Applicants earning more than R3 500 and less than R20 000 per month may qualify. These are residents who would not necessarily qualify for a bond from a bank.

It must be emphasised that the City never cancelled this development and the decision now includes the land use rights that are required for the development of the site.

New direction requires partnerships

We are very glad to be celebrating our overall progress after many years of setting in motion this new direction for the City to help it navigate the challenges brought about by rapid urbanisation.

Partnerships remain vital. We will never manage to do what we have to do if we all stand in our corners and move in different directions. All tiers of government, the civil society, residents, businesses, political parties and media partners must start to assist so that we can form a consolidated front for the establishment of more affordable housing options in Cape Town, as is also required across South Africa.

Illegal occupation hijacks our future

These developments are so important that one must emphasise that the illegal occupation of buildings and land across the metro, and in many other urban areas in South Africa creates far more problems than solutions. These actions are illegal.

The City’s Human Settlements Directorate is expected to deliver projects to the value of almost R2,7 billion over the next three years as part of its continued efforts to improve the lives of Cape Town’s more vulnerable residents. Ongoing land invasions, the illegal occupation of buildings and calls by some to invade land or illegally occupy State-, City- or privately-owned land and buildings hold great risks for housing delivery in Cape Town.

Illegal invasions and the occupation of property that does not belong to the occupiers or where no permission has been given for them to occupy is illegal. These actions illegal and they cause more harm than good.

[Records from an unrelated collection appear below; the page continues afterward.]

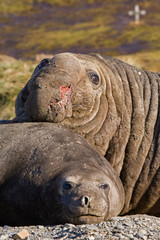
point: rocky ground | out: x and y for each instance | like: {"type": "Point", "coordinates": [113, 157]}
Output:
{"type": "Point", "coordinates": [141, 227]}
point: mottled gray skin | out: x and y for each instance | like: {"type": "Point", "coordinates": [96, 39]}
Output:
{"type": "Point", "coordinates": [119, 116]}
{"type": "Point", "coordinates": [51, 175]}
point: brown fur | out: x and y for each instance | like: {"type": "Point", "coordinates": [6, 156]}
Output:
{"type": "Point", "coordinates": [119, 117]}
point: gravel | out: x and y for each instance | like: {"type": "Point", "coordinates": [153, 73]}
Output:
{"type": "Point", "coordinates": [142, 227]}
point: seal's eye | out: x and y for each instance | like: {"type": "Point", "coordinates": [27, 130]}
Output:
{"type": "Point", "coordinates": [104, 186]}
{"type": "Point", "coordinates": [94, 77]}
{"type": "Point", "coordinates": [67, 186]}
{"type": "Point", "coordinates": [43, 63]}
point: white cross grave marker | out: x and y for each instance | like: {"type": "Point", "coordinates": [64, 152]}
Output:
{"type": "Point", "coordinates": [137, 12]}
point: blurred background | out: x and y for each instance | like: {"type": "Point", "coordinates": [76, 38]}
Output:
{"type": "Point", "coordinates": [33, 29]}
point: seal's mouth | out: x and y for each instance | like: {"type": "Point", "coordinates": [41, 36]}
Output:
{"type": "Point", "coordinates": [65, 96]}
{"type": "Point", "coordinates": [88, 219]}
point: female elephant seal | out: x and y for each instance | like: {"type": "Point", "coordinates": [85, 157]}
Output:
{"type": "Point", "coordinates": [115, 106]}
{"type": "Point", "coordinates": [51, 175]}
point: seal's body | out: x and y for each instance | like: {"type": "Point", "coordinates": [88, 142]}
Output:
{"type": "Point", "coordinates": [51, 175]}
{"type": "Point", "coordinates": [114, 106]}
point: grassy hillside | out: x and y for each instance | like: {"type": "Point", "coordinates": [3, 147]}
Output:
{"type": "Point", "coordinates": [15, 73]}
{"type": "Point", "coordinates": [29, 27]}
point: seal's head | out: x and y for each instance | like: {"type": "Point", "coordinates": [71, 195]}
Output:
{"type": "Point", "coordinates": [82, 197]}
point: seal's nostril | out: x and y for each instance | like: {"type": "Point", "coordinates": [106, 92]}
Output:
{"type": "Point", "coordinates": [85, 201]}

The high jacking of buildings through the illegal occupation of City- and other government-owned properties is becoming a trend, not only within the Cape Town metro but nationwide too. This cannot be tolerated since it directly impacts on the provision of housing within our city. The City will take whatever actions are necessary to prevent the illegal occupation of its property.

Affordable housing pledge

The City, as one of the stakeholders, remains committed to driving more affordable and social housing opportunities around Cape Town’s city centres on suitable sites such as the Salt River Market site, the Woodstock Hospital site and the Pine Road site, as well as other suitable areas across the city while following due process. For instance, the Woodstock Hospital site has been earmarked for social housing opportunities but the planning of these opportunities can only formally commence once the acquisition of the property from the Western Cape Government has been approved by Council.

The City has commissioned a feasibility analysis for the redevelopment of the Woodstock Hospital. A team of construction consultants is busy with the analysis and the City is awaiting the outcome of this analysis.

However, the development of the Woodstock Hospital is under severe pressure due to the illegal occupation of the building, despite the City obtaining an interdict to prevent further illegal occupation.

Assessment of land continues

The City will continue to assess City-owned land, including suitable land in and near the Cape Town CBD, to determine whether some of these properties could be developed for housing opportunities.

Cape Town is a place for all. We are committed to inclusivity and will keep on exploring all possibilities to provide more affordable housing opportunities for our residents.